Fuzzy financial math preys upon investors (and quite frankly, advisors) when it comes to retirement planning. Find out whether you’re a victim.
(Click the featured times below to jump forward in the episode)
- 2:25 – Mailbag: Hans says he hates having money in the bank because it doesn’t earn enough interest. He wants to know if there’s a better place for his emergency fund.
- 8:20 – Getting To Know You: J’Neanne tells us about her areas of expertise outside of the financial world.
14:14 – Fuzzy Financial Math: Mutual Funds Lead To High Average Returns.
- We really need to qualify what counts at “high average returns.” Sure, your mutual fund might have averaged 7.5 percent. Out of context that sounds pretty good, but what if the market has experienced higher returns? Furthermore, have you accounted for the fees and costs associated with your mutual fund? Those fees could be preventing you from even higher returns. That’s not to say mutual funds are bad. It’s just that you must make sure you’re paying close attention to the numbers in your portfolio.
16:44 – Fuzzy Financial Math: Taking Social Security At 70 Is Best.
- Everyone knows once you turn 70, you’re eligible to withdraw the highest amount of Social Security. Folks naturally then deduce this is the best strategy. However, it’s important to think beyond the numbers. Ask yourself, “How long am I going to continue to work?” “How long is my spouse going to work?” “What’s the age difference between my spouse and me?” “What’s my family history?” “How long do I expect to live?” The answers to these questions will help you determine the best age to start taking Social Security. Maybe it’s better to wait. Maybe it’s not.
18:33 – Fuzzy Financial Math: I Don’t Have To Save In Retirement.

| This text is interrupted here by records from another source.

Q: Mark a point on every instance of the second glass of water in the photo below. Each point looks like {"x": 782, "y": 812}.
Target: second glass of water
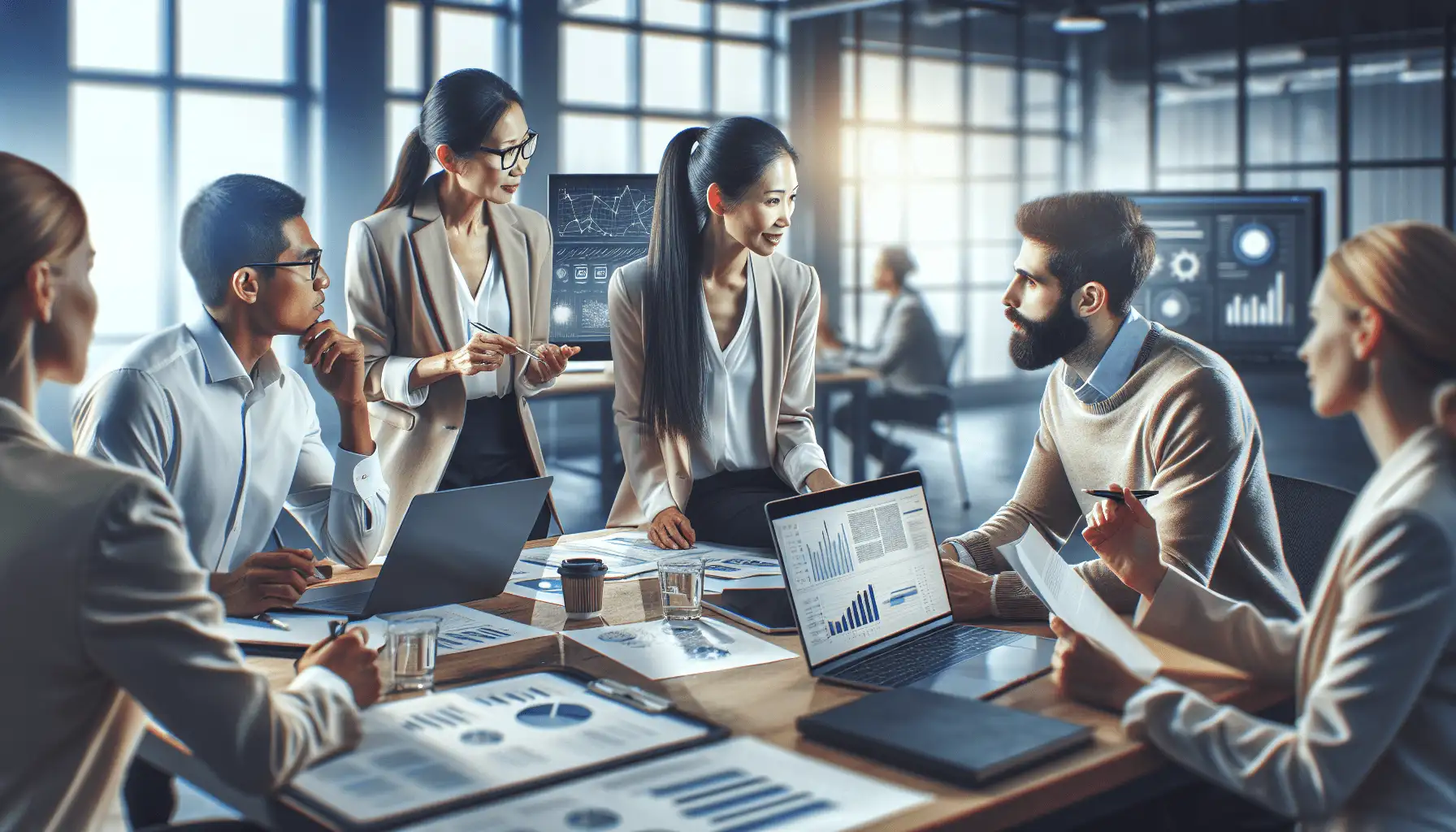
{"x": 682, "y": 587}
{"x": 413, "y": 643}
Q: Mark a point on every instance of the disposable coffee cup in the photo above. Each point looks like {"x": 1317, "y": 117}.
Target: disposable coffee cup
{"x": 583, "y": 582}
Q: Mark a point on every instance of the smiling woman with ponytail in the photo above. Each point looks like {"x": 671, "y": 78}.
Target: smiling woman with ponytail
{"x": 441, "y": 254}
{"x": 713, "y": 340}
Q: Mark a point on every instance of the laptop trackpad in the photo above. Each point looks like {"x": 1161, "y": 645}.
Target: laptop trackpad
{"x": 994, "y": 670}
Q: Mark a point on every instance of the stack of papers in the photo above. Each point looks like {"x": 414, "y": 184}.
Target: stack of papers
{"x": 743, "y": 782}
{"x": 665, "y": 648}
{"x": 1064, "y": 591}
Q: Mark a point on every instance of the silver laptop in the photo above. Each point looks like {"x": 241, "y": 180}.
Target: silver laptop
{"x": 864, "y": 574}
{"x": 453, "y": 547}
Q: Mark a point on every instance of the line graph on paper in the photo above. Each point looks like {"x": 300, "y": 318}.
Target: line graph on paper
{"x": 603, "y": 211}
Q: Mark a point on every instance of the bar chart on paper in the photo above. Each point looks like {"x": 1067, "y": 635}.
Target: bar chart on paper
{"x": 830, "y": 557}
{"x": 858, "y": 613}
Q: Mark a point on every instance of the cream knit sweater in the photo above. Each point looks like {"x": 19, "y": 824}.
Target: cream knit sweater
{"x": 1181, "y": 424}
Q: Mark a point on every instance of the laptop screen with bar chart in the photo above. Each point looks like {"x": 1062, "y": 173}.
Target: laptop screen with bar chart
{"x": 862, "y": 569}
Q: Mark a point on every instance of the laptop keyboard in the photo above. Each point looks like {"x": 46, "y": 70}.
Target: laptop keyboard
{"x": 345, "y": 604}
{"x": 925, "y": 656}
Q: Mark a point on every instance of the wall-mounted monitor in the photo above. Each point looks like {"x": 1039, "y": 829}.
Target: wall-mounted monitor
{"x": 599, "y": 223}
{"x": 1235, "y": 268}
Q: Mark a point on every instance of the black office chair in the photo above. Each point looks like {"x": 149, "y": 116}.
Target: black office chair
{"x": 945, "y": 426}
{"x": 1309, "y": 518}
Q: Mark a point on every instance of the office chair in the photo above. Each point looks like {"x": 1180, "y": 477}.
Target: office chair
{"x": 944, "y": 429}
{"x": 1309, "y": 518}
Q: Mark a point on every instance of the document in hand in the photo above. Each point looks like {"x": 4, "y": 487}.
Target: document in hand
{"x": 1064, "y": 591}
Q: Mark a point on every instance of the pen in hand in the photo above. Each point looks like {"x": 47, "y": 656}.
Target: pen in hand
{"x": 483, "y": 328}
{"x": 1117, "y": 496}
{"x": 271, "y": 621}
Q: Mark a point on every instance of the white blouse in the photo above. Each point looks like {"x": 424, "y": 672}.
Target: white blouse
{"x": 734, "y": 436}
{"x": 488, "y": 306}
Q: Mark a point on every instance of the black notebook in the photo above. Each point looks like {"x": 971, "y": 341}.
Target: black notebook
{"x": 959, "y": 740}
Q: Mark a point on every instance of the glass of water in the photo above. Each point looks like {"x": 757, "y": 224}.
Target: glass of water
{"x": 682, "y": 578}
{"x": 411, "y": 643}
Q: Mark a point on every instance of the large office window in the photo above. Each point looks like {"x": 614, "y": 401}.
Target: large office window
{"x": 427, "y": 40}
{"x": 637, "y": 72}
{"x": 167, "y": 97}
{"x": 948, "y": 126}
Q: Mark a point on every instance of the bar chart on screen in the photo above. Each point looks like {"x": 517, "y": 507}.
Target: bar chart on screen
{"x": 858, "y": 613}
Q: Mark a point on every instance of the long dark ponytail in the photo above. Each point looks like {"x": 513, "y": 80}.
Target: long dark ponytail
{"x": 461, "y": 110}
{"x": 734, "y": 154}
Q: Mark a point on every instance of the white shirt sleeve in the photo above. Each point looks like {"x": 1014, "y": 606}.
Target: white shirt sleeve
{"x": 395, "y": 382}
{"x": 341, "y": 503}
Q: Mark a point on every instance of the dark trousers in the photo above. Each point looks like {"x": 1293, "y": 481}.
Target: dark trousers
{"x": 728, "y": 507}
{"x": 492, "y": 449}
{"x": 150, "y": 795}
{"x": 917, "y": 409}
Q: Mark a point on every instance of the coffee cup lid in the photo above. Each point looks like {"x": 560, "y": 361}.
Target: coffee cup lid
{"x": 581, "y": 567}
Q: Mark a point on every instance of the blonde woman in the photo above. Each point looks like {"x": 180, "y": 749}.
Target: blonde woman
{"x": 1373, "y": 662}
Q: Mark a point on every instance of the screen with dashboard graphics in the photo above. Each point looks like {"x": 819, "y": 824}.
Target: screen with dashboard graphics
{"x": 600, "y": 222}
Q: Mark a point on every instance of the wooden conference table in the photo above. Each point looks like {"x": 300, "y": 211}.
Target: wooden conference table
{"x": 600, "y": 387}
{"x": 766, "y": 700}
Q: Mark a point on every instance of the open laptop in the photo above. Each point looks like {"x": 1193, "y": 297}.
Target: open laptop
{"x": 453, "y": 547}
{"x": 864, "y": 573}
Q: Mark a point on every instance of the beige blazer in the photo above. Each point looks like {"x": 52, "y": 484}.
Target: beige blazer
{"x": 1372, "y": 665}
{"x": 788, "y": 303}
{"x": 402, "y": 303}
{"x": 105, "y": 618}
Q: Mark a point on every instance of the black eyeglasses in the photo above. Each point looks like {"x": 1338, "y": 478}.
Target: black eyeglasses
{"x": 312, "y": 262}
{"x": 514, "y": 154}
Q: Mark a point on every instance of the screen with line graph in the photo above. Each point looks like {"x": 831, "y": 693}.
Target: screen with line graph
{"x": 860, "y": 571}
{"x": 599, "y": 223}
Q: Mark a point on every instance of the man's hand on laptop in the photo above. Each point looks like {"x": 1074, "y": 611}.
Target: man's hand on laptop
{"x": 970, "y": 591}
{"x": 349, "y": 657}
{"x": 266, "y": 580}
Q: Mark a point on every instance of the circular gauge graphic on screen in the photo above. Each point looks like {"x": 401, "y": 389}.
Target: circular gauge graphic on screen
{"x": 1254, "y": 244}
{"x": 1171, "y": 306}
{"x": 1185, "y": 266}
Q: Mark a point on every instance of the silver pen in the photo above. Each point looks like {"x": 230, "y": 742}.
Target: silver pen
{"x": 483, "y": 328}
{"x": 271, "y": 621}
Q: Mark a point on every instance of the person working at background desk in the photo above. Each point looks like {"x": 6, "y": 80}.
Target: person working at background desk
{"x": 1129, "y": 401}
{"x": 105, "y": 613}
{"x": 1373, "y": 662}
{"x": 439, "y": 257}
{"x": 908, "y": 359}
{"x": 209, "y": 410}
{"x": 713, "y": 341}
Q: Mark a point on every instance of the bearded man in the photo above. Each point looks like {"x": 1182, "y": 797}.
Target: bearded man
{"x": 1129, "y": 402}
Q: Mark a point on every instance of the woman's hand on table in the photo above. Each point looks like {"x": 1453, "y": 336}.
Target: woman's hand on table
{"x": 1086, "y": 674}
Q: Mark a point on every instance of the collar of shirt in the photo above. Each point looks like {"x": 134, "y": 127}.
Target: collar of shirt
{"x": 222, "y": 360}
{"x": 1117, "y": 363}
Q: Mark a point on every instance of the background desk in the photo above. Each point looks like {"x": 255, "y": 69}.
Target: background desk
{"x": 600, "y": 385}
{"x": 766, "y": 700}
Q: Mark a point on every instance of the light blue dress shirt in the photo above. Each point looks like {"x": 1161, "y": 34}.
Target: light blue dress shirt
{"x": 233, "y": 449}
{"x": 1117, "y": 363}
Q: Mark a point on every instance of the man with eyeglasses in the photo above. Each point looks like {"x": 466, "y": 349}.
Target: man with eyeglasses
{"x": 209, "y": 409}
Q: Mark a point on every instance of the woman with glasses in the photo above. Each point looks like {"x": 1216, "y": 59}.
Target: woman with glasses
{"x": 448, "y": 288}
{"x": 713, "y": 337}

- It’s natural to think you won’t need as much income in retirement. Therefore, you might think you’ll need to save less. To that we’d say, “Says Who?” Many folks find it difficult to spend in retirement because they’ve been in the habit of saving for so long. You’ll still save in retirement, but the way you’ll save could look different. A properly diversified portfolio will help you to save in that it’s earnings will offset taxes and inflation. In short, yes, you’ll continue saving in retirement. You’ll just do it differently.